MALVEAUX: Tough questions today about Middle East flash points and risky diplomacy. We are joined by the former U.S. ambassador to the United Nations, John Bolton -- thank you so much for being with us today. Of course, the first question: you've worked for the president, you've put in a lot in foreign policy here, what we're seeing is Speaker Nancy Pelosi says she is going to Syria to deliver a message from Israel, to open up negotiations. Has the president lost control of his foreign policy?

BOLTON: I don't think he's lost control, but this is a very confusing thing to do, and I think it's naive at best and possibly quite counterproductive. I'm at a loss to understand why Speaker Pelosi wants to do something like this.

MALVEAUX: Well, the White House has said, and it has asked her, essentially, that, look, this is not helpful, in terms of our stand. I know the Iraq Study Group says talk to Syria, talk to Iran. They say don't do this. How would you approach her if you were still in the administration and in your ambassadorial -- kind of in your position?

BOLTON: Well, I don't think it's productive for her to go to Syria at all, but to pretend to be an envoy for -- not just for the United States, but for Israel, has to be sending, at best, very confusing signals to the dictator in Damascus, so I would simply hope that people would understand that, under the Constitution, the president conducts foreign policy, not the speaker of the House.

MALVEAUX: But what's strange here is that the prime minister of Israel, Ehud Olmert, I mean, he knows where to go if he wants to have talks, negotiations, go to Secretary of State Condoleezza Rice. Instead, he goes to Nancy Pelosi here. I mean, what does that say?

BOLTON: Well, I hope that isn't exactly what he's done, and if he has, then I think we need to talk to him, too. This is not the time for people to misunderstand who speaks for the United States, particularly in the Middle East. So, I think there are a lot of mistakes being made here and, hopefully, we'll have this visit get passed without more mistakes being committed.

MALVEAUX: It's hard to believe, because the prime minister really is -- he is very close to the Bush administration.
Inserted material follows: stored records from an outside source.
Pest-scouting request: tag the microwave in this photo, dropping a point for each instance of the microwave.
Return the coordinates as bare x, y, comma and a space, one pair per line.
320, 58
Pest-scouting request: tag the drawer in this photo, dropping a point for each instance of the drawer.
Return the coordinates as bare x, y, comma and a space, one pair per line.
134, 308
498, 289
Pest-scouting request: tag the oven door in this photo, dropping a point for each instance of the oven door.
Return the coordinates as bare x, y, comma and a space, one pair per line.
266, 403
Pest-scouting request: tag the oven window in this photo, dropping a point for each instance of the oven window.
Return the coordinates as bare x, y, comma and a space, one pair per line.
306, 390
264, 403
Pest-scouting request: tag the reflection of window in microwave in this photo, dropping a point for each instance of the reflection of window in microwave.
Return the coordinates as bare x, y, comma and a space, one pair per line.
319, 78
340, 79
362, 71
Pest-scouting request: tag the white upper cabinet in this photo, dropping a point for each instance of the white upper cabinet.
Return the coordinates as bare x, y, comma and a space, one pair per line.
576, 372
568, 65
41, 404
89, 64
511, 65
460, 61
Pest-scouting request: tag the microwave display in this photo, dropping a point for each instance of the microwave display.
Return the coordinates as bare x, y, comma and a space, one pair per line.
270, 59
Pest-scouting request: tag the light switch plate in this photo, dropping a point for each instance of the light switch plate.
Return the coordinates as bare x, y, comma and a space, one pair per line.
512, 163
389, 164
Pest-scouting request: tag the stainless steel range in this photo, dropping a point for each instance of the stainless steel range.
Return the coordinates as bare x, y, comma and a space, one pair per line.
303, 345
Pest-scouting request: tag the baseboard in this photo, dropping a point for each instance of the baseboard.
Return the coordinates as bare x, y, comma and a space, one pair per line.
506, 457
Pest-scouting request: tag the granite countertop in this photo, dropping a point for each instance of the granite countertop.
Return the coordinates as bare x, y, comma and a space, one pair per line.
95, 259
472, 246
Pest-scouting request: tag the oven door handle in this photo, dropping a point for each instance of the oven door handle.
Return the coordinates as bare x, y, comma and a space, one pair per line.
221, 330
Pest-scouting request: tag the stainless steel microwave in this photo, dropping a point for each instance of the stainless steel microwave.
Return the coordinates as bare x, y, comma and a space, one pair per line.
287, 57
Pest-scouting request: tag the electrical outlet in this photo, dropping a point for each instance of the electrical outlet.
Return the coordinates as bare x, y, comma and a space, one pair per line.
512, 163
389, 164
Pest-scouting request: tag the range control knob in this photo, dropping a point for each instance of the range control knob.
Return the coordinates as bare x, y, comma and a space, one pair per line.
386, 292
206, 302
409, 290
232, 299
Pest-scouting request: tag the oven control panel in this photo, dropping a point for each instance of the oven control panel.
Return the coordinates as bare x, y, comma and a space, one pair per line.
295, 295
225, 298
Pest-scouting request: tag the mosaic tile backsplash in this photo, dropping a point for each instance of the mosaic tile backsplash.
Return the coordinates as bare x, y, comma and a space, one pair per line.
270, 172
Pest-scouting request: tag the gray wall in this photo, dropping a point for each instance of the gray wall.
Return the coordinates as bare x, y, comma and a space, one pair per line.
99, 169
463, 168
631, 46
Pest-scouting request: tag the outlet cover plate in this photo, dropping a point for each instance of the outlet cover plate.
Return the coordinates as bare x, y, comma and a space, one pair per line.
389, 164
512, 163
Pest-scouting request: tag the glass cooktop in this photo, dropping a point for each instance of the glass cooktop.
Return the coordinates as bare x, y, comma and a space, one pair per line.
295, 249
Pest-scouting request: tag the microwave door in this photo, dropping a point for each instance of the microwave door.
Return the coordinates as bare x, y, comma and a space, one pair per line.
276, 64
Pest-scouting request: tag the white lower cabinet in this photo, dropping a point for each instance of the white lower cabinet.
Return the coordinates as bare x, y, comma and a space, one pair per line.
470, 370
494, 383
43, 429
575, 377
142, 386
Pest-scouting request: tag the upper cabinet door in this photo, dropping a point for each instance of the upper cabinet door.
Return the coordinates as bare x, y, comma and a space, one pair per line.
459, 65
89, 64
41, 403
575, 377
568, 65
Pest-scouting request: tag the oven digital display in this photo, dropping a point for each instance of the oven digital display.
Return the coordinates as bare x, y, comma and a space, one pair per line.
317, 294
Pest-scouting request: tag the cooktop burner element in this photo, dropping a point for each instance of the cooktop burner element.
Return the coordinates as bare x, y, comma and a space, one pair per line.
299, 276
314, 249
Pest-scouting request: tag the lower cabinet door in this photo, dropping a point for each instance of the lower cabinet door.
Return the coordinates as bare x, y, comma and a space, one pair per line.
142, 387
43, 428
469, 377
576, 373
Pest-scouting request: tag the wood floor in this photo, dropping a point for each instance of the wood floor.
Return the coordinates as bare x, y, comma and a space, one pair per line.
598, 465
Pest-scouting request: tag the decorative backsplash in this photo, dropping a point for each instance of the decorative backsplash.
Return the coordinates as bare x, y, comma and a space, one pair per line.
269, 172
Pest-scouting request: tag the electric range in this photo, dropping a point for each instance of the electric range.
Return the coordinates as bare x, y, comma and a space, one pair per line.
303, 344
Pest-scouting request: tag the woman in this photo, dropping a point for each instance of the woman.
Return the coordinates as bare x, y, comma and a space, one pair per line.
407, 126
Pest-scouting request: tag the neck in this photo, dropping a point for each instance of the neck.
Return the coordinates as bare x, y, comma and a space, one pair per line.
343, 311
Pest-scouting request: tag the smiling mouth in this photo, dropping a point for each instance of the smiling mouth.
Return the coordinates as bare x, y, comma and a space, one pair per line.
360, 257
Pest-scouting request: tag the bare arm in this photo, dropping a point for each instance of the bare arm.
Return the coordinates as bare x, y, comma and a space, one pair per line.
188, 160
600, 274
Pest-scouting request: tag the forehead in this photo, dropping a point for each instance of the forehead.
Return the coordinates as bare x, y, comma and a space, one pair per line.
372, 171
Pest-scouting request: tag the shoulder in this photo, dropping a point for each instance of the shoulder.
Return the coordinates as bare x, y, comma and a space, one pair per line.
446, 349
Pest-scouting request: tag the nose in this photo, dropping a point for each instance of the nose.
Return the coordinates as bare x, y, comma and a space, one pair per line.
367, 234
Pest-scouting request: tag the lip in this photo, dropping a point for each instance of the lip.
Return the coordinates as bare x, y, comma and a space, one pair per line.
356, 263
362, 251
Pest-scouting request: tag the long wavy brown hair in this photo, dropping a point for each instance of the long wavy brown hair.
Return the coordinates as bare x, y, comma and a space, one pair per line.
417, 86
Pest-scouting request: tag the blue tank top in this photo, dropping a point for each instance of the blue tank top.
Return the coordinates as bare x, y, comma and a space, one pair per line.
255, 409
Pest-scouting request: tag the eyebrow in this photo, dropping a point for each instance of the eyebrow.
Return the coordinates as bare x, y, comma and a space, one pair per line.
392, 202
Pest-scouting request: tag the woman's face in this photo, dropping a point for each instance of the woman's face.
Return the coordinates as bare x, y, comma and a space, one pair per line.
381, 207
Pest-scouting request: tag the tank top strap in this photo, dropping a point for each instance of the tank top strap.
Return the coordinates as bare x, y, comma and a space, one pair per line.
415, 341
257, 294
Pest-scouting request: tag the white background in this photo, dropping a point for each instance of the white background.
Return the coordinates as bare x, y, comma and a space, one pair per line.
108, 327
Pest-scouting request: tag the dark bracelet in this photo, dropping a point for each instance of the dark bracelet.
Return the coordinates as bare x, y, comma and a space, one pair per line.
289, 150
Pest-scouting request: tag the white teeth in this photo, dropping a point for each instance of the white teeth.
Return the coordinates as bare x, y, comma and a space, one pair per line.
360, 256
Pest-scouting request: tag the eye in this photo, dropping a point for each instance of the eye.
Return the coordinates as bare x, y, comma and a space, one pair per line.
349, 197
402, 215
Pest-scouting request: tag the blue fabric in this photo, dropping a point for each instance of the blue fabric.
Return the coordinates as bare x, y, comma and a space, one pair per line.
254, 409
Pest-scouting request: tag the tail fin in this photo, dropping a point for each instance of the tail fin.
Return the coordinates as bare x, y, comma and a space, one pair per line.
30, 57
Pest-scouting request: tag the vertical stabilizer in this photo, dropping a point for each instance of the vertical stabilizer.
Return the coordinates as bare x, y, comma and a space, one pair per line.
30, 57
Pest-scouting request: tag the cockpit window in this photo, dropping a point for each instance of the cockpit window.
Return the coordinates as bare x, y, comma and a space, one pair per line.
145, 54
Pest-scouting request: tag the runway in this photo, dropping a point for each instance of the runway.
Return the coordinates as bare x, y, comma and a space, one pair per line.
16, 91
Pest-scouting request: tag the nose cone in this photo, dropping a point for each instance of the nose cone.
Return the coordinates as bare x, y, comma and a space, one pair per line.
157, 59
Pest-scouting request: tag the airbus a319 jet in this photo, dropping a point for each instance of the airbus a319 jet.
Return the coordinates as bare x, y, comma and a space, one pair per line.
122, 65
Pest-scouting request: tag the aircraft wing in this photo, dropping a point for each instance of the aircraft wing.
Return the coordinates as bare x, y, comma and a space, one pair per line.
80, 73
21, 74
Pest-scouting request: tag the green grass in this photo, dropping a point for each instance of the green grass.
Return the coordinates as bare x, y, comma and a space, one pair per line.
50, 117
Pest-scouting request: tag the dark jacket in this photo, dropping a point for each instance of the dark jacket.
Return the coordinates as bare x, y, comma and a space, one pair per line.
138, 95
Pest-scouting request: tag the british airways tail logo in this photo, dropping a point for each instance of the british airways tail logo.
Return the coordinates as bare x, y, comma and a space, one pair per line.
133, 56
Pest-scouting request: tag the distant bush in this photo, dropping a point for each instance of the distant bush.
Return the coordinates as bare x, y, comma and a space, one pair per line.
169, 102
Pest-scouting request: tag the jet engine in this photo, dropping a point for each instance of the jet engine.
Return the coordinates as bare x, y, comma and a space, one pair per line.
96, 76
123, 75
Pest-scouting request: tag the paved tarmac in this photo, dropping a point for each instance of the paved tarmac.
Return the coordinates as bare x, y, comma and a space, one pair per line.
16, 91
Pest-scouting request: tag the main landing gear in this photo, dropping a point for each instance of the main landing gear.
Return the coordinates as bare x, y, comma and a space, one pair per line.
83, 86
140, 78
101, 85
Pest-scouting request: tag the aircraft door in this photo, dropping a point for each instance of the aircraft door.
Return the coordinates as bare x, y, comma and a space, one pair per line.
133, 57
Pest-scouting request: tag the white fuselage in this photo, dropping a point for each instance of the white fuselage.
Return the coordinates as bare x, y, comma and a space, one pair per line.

They like the president here. Do you think that we are seeing maybe some back-channel talks that are going on, that perhaps there's a tacit approval from the White House, "OK, let this happen"? I can't imagine that he would allow this to go forward, perhaps without a wink and a nod from the administration.

BOLTON: If this is a back channel, it's a pretty public back channel, so my guess is there's confusion and, hopefully, once the trip is over, we can get it straightened out, because, if it's not straightened out, it can only be counterproductive.

MALVEAUX: Do you think that this also perhaps portends to something that might happen in the future? I'm being somewhat flip, but you know, Syria today, Iran tomorrow. I mean, where does it end?

BOLTON: I think that's part of the problem. I think, when you have members of the House and Senate, who are out essentially freelancing, it gets competitive. You know, the governor of New Mexico is now about to go to North Korea to conduct some diplomacy, so I think this is a mistake. I think people ought to let the debate in this country take place and let the president conduct our diplomacy overseas.

First, Bolton's just a punk and a hack. Why have this nucklehead on your show, particularly when you're just going to feed him lines? And how about noting that an armored humvee full of GOP congresspeople were over there, too. How difficult is that?